An accurate method for astrometry and photometry of minor planets with significant apparent motion is to take short exposures and then stack them over the minor planet. The WCS of individual images is then used to obtain positions of the minor planet at mid-time of the combined images. For obtaining photometry, we need to median-stack the images over the minor planet to get its instrumental magnitude and we need to median-stack the images over reference stars to calibrate the stacked image. Stacking the data over reference stars is a very standard technique used across the globe to achieve greater image depths and is also implemented into the GROWTH-India automated data reduction pipelines. SWarp [Bertin et al. (2010)] is a program that resamples and co-adds together fits files using any arbitrary astrometric projection defined in the WCS standard. SWarp is one of the most heavily utilized programs in astronomy for image stacking and image subtraction.
"Tracery" is a python implementation of these stacking techniques, but specifically for minor planets. The execution of Tracery is supported by multiple well-known packages - SWarp [Bertin et al. (2010)], Astropy [Prince Whelan et al. (2018)] and NumPy [Harris et al. 2020]. The script queries the coordinates of the minor planet at the specific exposure time (picked from the header) for each image. Using these coordinates, the script resamples the fits images into a size of 1000 pixels (which translates to ~11 arc-minutes for GROWTH India Telescope's primary camera), with the target minor planet at the centre of the resampled images. These resampled images are then stacked using median and add combine techniques.
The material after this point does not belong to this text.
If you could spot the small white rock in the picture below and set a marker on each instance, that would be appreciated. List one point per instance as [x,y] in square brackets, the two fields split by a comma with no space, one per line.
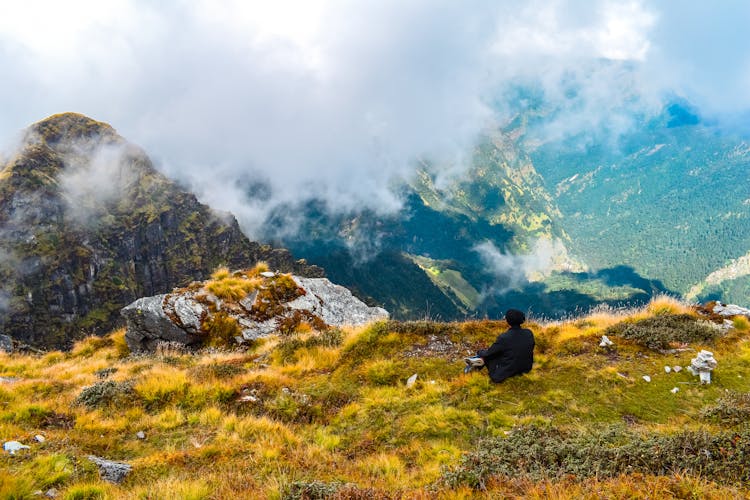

The scripts for Tracery can be found at https://github.com/krittisharma/tracery.
Using tracery is relatively speaking very straightforward. Once the configuration file for SWarp is set up based on your telescope parameters, for example - pixel scale, saturation, gain, etc, you are pretty much good to go! The following parameters have to be parsed for each minor planet's data to be processed, pertaining to the location of data on your system and the minor planet's official designation (you might have to edit the script for the changes in directory path based on the path structure of your PC):
date: The date directory of the night of observations for the minor planet, default: today's date
dir_path: Path to the date directory, default: home
target: Official designation of the minor planet to be processed
Here is are some example commands for your reference:
python tracery.py --date 20210407 --dir_path /mnt/growth_new/growth_data --target "2005 XR132"
python tracery.py --date 20210827 --target "29P"
Tracery has been used to stack data for recently discovered active asteroid 2005 XR132 data, acquired using 0.7m GROWTH-India Telescope. The photometry is consistent with those reported by the discoverers.
The main-belt asteroid, 2005 QN173, was discovered to have turned on its tail in July'2021. I did multi-band imaging of this active asteroid with GROWTH India Telescope to measure its colours, in coordination with the GROWTH collaboration. I obtained multiple 300-second exposures and stacked them using Tracery. Its long magnificent tail is clearly visible in the stacked images.
Tracery has also been used to reveal the deep cometary features of the comet P/2021 N1 (ZTF) in GROWTH-India data. I reported the activity of this comet to Minor Planet Center and my observations have been MPEC'ed in MPEC 2021-N115: COMET P/2021 N1 (ZTF).